Personal Development

How to Survive Loss

I wrote this years ago after my younger brother died and I feel compelled to share it now in the wake of the bus accident in Humbolt, Saskatchewan near my hometown, which took the lives of 15 young hockey players. I hope you find it helpful, please feel free to share with friends.

On Grieving

There is a time when the world will come along and it will reach inside of you and lay a cold hand on your heart. It will pull from you some essential piece of yourself and you will no longer know how to be in the world. This loss will leave you lost. A whisper in your ear will say, “So, this is loss, this is the emptiness they speak of when grief comes to call.” And you will know.

You are not alone. As much as you feel like you are the only person who has ever cracked open with the depth of a grief that could not possibly be survived, I promise you, you are not alone. Others have travelled this path before you and have emerged whole.

They have climbed the mountain of grief on bloodied knees and come to a place where grief has not conquered them, but instead has become a companion, walking every step of the journey alongside them.

 

Although many have gone before you and many will come after you, grief is a journey we all walk alone, finding our own way up the mountain. This is the map from my own journey that I offer you to navigate through a darkness with no light. So that however you travel, you will find yourself at the top of the mountain, arrived in a place where your heart has broken open rather than closed.

You are allowed to cry, to ache, to break open with the sadness that is in you. You are allowed to let other people down to take care of yourself. To be afraid, to feel lonely, to be hopeless and full of fear. To cry for days, to grieve your losses and fall apart. You are allowed to turn off the phone and pull down the blinds and eat popcorn and watch bad movies. You are allowed to escape. To try and forget this aching pain. You are allowed to feel this devastation at the depths of who you are and to let it break you open and take you closer to your own centre. You are allowed to cry in public. You are allowed to not cry at all. To want to forget and escape. To be angry. To feel sorry for yourself and rail at the injustice of the world.

You are allowed to ask people to touch you or to not touch you, to bring you food or to leave you alone. You are allowed to talk incessantly about this loss, this unbearable grief. To wail out at the unfairness of it all. To weep often and uncontrollably. Life is messy. Death is messy. You are allowed to be messy. And in the midst of the messiness, know that you are complete and whole and you will survive and come together again. Yes, you will be different than you were before. Closer to your centre, more raw, more real, messier.

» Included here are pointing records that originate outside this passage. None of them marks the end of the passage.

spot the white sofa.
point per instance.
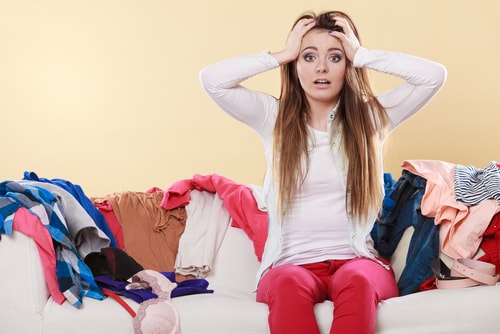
(26, 306)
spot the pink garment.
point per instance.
(462, 226)
(355, 286)
(29, 224)
(155, 315)
(238, 200)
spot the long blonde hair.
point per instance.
(360, 120)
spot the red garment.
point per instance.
(355, 286)
(491, 243)
(30, 225)
(238, 200)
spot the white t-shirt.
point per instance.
(317, 228)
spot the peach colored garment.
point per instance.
(151, 233)
(462, 226)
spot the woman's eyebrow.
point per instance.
(316, 49)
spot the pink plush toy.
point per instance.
(157, 315)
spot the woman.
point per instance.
(324, 183)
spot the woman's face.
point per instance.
(321, 67)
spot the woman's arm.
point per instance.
(423, 77)
(221, 81)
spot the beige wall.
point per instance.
(105, 93)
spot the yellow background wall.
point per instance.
(105, 93)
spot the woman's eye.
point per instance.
(335, 58)
(309, 57)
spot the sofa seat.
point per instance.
(26, 306)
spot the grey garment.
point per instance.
(473, 185)
(85, 234)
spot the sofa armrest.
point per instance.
(22, 282)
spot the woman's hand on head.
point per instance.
(292, 46)
(349, 41)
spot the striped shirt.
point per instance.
(473, 185)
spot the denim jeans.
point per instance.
(391, 225)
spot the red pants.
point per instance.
(355, 287)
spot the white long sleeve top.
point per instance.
(331, 233)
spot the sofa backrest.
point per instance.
(235, 265)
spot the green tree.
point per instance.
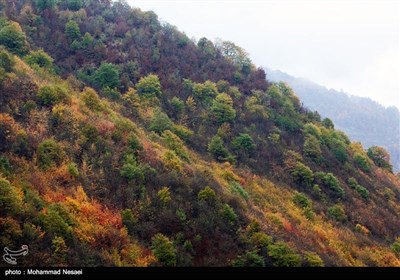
(313, 260)
(302, 174)
(7, 62)
(163, 249)
(337, 213)
(178, 105)
(283, 256)
(91, 99)
(72, 30)
(45, 4)
(13, 38)
(328, 123)
(362, 162)
(107, 76)
(330, 181)
(50, 95)
(217, 149)
(56, 223)
(149, 86)
(207, 194)
(39, 58)
(238, 56)
(380, 157)
(128, 219)
(396, 246)
(49, 153)
(222, 109)
(302, 200)
(249, 259)
(60, 249)
(132, 170)
(205, 92)
(243, 142)
(74, 5)
(10, 201)
(164, 195)
(160, 122)
(312, 148)
(228, 214)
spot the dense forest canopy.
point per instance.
(124, 143)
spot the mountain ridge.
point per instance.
(364, 119)
(126, 144)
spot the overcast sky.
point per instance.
(348, 45)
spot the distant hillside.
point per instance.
(361, 118)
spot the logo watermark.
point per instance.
(10, 255)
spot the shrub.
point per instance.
(205, 92)
(60, 249)
(175, 144)
(45, 4)
(10, 201)
(328, 123)
(55, 223)
(261, 240)
(207, 194)
(182, 131)
(72, 30)
(363, 192)
(283, 256)
(312, 148)
(39, 58)
(132, 170)
(107, 75)
(237, 188)
(73, 170)
(217, 149)
(7, 61)
(249, 259)
(149, 86)
(74, 5)
(362, 162)
(228, 214)
(164, 196)
(13, 38)
(352, 182)
(312, 259)
(128, 219)
(48, 96)
(5, 166)
(91, 99)
(380, 157)
(172, 161)
(302, 174)
(49, 153)
(302, 200)
(337, 213)
(160, 122)
(396, 246)
(243, 142)
(178, 105)
(222, 109)
(163, 249)
(330, 181)
(134, 143)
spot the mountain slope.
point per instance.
(361, 118)
(125, 144)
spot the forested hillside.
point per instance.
(361, 118)
(124, 143)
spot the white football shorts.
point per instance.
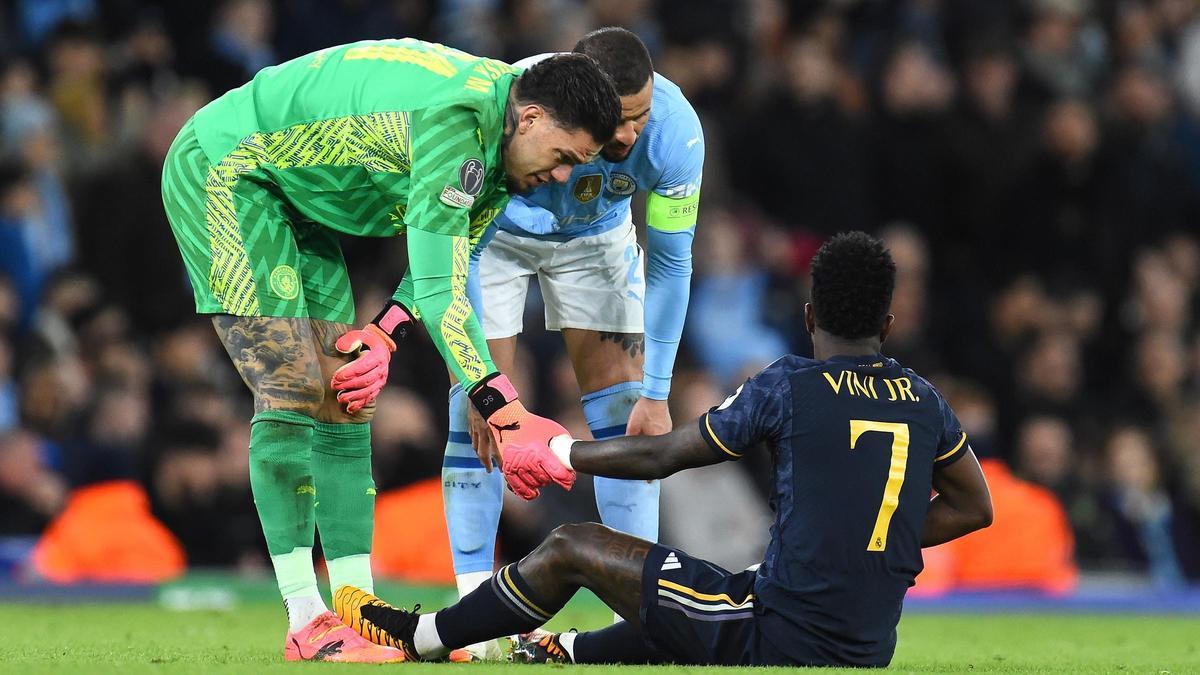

You too, will carry grief with you for the months and years to come. It will shift and change with the movement of time but it will be there, some of your happiest moments will be tinged with sadness, what might have once caused you pain will fail to hurt you because you have a perspective borne of loss. Grief will be your life’s companion and it will make your life richer, your love and relationships deeper and more potent, because you know now what loss can do and who you can become in the face of loss.

You are allowed to do anything you want to right now. You are allowed to be lost and sad and momentarily incomplete. To do what you want, when you want, how you want. You are allowed to feel your pain and your grief and your sorrow. To be angry at the world for all that you have lost, including precious parts of yourself. You are allowed to do everything wrong. To be imperfect. And still perfectly lovable. You are allowed to get lost in this grief, to feel it deeply and disappear into it. To take a sick day or two or ten.

But only temporarily because life with all its beauty, rawness and messiness is waiting. Waiting for your full attention so it can show you a stunning sunset, the northern lights, a child’s giggle, a wild ocean, a branch enfolded by frost, a tulip opening in the springtime, a raindrop on a perfect spider-web. Life is waiting to show you its gentleness as well as its harshness. It is waiting for you to heal enough to open to the beauty around you. So a friend can wrap her arms around you and another can bring you a beautiful meal, a song can touch you and move you not to tears but to dancing, the smile of a stranger can fill you with a warmth you had forgotten was possible.

Your life is waiting to give you one small gift after another. You can again embrace life with all its beauty and its messiness,

knowing it is absolutely and completely yours. Because you have survived it, over and over, you have survived the intensity of all that your life gives you, you have dived into it, immersed yourself in it and been opened to yourself and the world around you. When you’re ready, when your heart has broken open to the world, your beautiful, painful, messy life is waiting with open arms to give you all the gifts of yourself.

Walk into it, slowly, trusting life to heal you with the same love that has broken you open. Carry that love with you and hold it up to the light and when the tears come, let the tears come, and when the joy comes, let the joy come. Let it all come, let it all fall out into your centre and live your life from that centre. Because you know now, what the world can take from you, and you know also, what the world can give you. This knowing makes everything sacred. So go into the world with all your hard-won wisdom and your broken open heart full of love and grief and wonder and live the gifts that are yours and yours alone.